You might conclude from this that I was feral and also, not a girl. Not being a girl, however, wasn’t a concept that existed for that therapist or for my parents in 1986, not even in the liberal Boston suburb where I grew up. My friends who have trans children today have books and social media communities and in-person communities and online courses and so many other ways to figure out how to support their children. My parents had none of this, nor even basic language to understand transness—nothing but instincts and empathy. So my mother made me these clothes and gave them to me with a look that mingled pride and pre-emptive apology.
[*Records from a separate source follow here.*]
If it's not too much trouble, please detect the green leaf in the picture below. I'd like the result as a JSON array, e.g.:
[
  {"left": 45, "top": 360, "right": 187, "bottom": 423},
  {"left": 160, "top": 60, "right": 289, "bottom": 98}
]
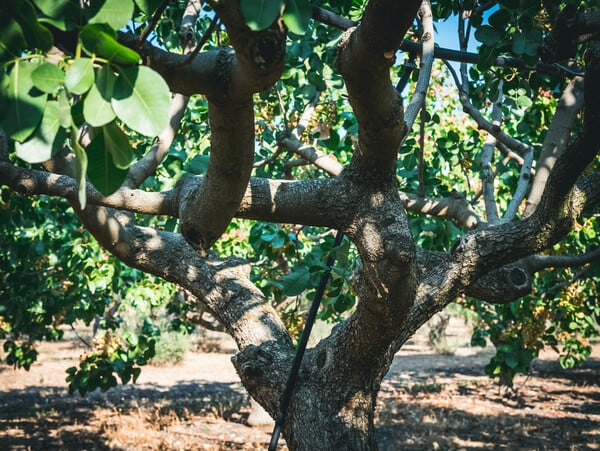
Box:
[
  {"left": 89, "top": 0, "right": 133, "bottom": 30},
  {"left": 71, "top": 125, "right": 88, "bottom": 210},
  {"left": 3, "top": 0, "right": 54, "bottom": 52},
  {"left": 2, "top": 61, "right": 47, "bottom": 142},
  {"left": 517, "top": 96, "right": 533, "bottom": 108},
  {"left": 475, "top": 25, "right": 500, "bottom": 46},
  {"left": 511, "top": 35, "right": 527, "bottom": 55},
  {"left": 135, "top": 0, "right": 163, "bottom": 15},
  {"left": 0, "top": 15, "right": 27, "bottom": 63},
  {"left": 188, "top": 155, "right": 210, "bottom": 174},
  {"left": 79, "top": 24, "right": 142, "bottom": 64},
  {"left": 112, "top": 66, "right": 171, "bottom": 136},
  {"left": 102, "top": 122, "right": 133, "bottom": 169},
  {"left": 281, "top": 268, "right": 312, "bottom": 296},
  {"left": 31, "top": 62, "right": 65, "bottom": 93},
  {"left": 240, "top": 0, "right": 284, "bottom": 31},
  {"left": 33, "top": 0, "right": 81, "bottom": 31},
  {"left": 15, "top": 100, "right": 66, "bottom": 163},
  {"left": 57, "top": 89, "right": 72, "bottom": 130},
  {"left": 283, "top": 0, "right": 312, "bottom": 35},
  {"left": 87, "top": 133, "right": 127, "bottom": 196},
  {"left": 83, "top": 66, "right": 116, "bottom": 127},
  {"left": 477, "top": 45, "right": 498, "bottom": 71},
  {"left": 65, "top": 58, "right": 94, "bottom": 95}
]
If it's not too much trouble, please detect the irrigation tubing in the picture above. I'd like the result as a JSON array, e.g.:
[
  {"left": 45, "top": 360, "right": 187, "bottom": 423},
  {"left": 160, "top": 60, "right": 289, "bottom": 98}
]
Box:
[{"left": 269, "top": 230, "right": 344, "bottom": 451}]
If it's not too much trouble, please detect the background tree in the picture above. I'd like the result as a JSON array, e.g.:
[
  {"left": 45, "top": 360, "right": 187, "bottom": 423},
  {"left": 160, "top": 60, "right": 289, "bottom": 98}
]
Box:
[{"left": 0, "top": 0, "right": 600, "bottom": 449}]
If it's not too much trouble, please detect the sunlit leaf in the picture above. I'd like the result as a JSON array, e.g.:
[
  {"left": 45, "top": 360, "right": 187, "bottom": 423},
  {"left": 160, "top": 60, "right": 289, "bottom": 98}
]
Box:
[
  {"left": 2, "top": 0, "right": 54, "bottom": 52},
  {"left": 89, "top": 0, "right": 133, "bottom": 30},
  {"left": 33, "top": 0, "right": 81, "bottom": 31},
  {"left": 65, "top": 58, "right": 94, "bottom": 94},
  {"left": 79, "top": 24, "right": 141, "bottom": 64},
  {"left": 240, "top": 0, "right": 284, "bottom": 31},
  {"left": 1, "top": 61, "right": 47, "bottom": 142},
  {"left": 31, "top": 62, "right": 65, "bottom": 93},
  {"left": 15, "top": 100, "right": 66, "bottom": 163},
  {"left": 283, "top": 0, "right": 312, "bottom": 35},
  {"left": 112, "top": 66, "right": 171, "bottom": 136}
]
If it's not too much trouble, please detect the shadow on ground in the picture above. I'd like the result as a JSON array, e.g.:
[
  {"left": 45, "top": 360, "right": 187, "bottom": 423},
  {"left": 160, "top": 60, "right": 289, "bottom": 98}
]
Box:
[{"left": 0, "top": 356, "right": 600, "bottom": 451}]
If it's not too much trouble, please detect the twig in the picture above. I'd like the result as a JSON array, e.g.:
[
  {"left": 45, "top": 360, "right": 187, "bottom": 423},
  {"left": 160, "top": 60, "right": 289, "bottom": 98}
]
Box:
[
  {"left": 481, "top": 80, "right": 503, "bottom": 224},
  {"left": 137, "top": 0, "right": 171, "bottom": 47},
  {"left": 175, "top": 16, "right": 219, "bottom": 70},
  {"left": 404, "top": 0, "right": 435, "bottom": 130}
]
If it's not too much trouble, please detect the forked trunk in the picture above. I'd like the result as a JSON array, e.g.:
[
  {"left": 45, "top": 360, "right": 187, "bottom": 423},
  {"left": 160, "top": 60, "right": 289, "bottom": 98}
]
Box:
[{"left": 283, "top": 380, "right": 377, "bottom": 451}]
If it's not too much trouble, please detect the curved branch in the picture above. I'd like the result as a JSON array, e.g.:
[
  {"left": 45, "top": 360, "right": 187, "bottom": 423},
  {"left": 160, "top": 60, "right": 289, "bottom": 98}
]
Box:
[
  {"left": 481, "top": 80, "right": 504, "bottom": 224},
  {"left": 337, "top": 0, "right": 421, "bottom": 178},
  {"left": 445, "top": 62, "right": 529, "bottom": 156},
  {"left": 404, "top": 0, "right": 435, "bottom": 130},
  {"left": 527, "top": 247, "right": 600, "bottom": 271},
  {"left": 524, "top": 77, "right": 583, "bottom": 216}
]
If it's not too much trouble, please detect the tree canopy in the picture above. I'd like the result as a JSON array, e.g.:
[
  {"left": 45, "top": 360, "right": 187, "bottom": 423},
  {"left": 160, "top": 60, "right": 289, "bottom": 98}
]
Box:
[{"left": 0, "top": 0, "right": 600, "bottom": 449}]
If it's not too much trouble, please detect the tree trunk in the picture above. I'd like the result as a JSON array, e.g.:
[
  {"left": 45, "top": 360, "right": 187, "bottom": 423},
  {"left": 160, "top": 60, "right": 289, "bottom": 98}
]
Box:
[{"left": 283, "top": 380, "right": 377, "bottom": 450}]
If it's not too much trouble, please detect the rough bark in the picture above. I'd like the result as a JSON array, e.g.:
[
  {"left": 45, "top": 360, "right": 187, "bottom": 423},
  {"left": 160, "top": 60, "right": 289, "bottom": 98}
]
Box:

I wore the blue set once or twice and then discarded them. The polyester cloth was scratchy on my thighs, the fit inexact. But as soon as I put on the olive and tan set, I felt a frisson of excitement. They were camouflage colors, like a Boy Scout uniform or the pelt of an animal. Looking at photos now, I can see the more feminine touches—the neckline, the sleeves—but at the time, for me, they were boy clothes. My mother had unwittingly sewn the first clothes that gave me a powerful sense of gender euphoria.
In that outfit I felt both visible in a comfortable way, and also invisible—blending into my natural surroundings like the forest creature I knew myself to be. My parents’ house was on a steep hill. At the bottom of the hill, accessible by crossing two neighbors’ yards, stood a tall pine tree, with evenly spaced, stout branches going all the way up. In my boy clothes, I would climb up as easily as if it were a ladder. Sap sticky on my hands, legs scratched from the rough bark, I would perch on the highest branch strong enough to hold my weight and look all around me.